Snorkel Flow is a data-centric platform for building AI applications that we built to make programmatic labeling accessible and performant. Snorkel Flow is used by Fortune 500 enterprises such as Chubb, BNY Mellon, and several government agencies.

What is Programmatic Labeling?

Programmatic labeling is an approach to labeling that breaks through the primary bottleneck limiting AI today: creating high-quality training sets in a way that is scalable, adaptable, and governable.
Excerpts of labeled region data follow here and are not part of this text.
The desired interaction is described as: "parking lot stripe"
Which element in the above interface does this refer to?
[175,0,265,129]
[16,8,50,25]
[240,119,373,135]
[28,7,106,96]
The primary difference between manual labeling and programmatic labeling is the type of input that the user provides. With manual labeling, user input comes in the form of individual labels, created one by one. With programmatic labeling, users instead create labeling functions, which capture labeling rationales and can be applied to vast amounts of unlabeled data and aggregated to auto-label large training sets. This approach leads to a number of benefits over manual labeling:

Scalability: Once you have written a labeling function, no additional human effort is required to label your data—be it thousands or millions of data points—resulting in training datasets that are orders of magnitude larger and/or faster to create than those produced via manual labeling.

Adaptability: When requirements change, data drifts or new error modes are detected, training sets need to be relabeled. With a manual labeling process, this means manually reviewing each affected data point a second, third, or tenth time, multiplying the cost of both time and money to develop and maintain a high-quality model. When you produce your labels programmatically, on the other hand, recreating all your training labels is as simple as adding or modifying a small, targeted number of labeling functions and re-executing them, which can now occur at computer speed, not human speed.

Governability: When labeling by hand, users leave no record of their thought process behind the labels they provide, making it difficult to audit what their labeling decisions were—both in general and on individual examples. This presents a challenge for compliance, safety, and quality control. With programmatic labeling, every training label can be traced back to specific inspectable functions. If bias or other undesirable behavior is detected in your model, you can trace that back to its source (one or more labeling functions) and improve or remove them, then regenerate your training set programmatically in minutes.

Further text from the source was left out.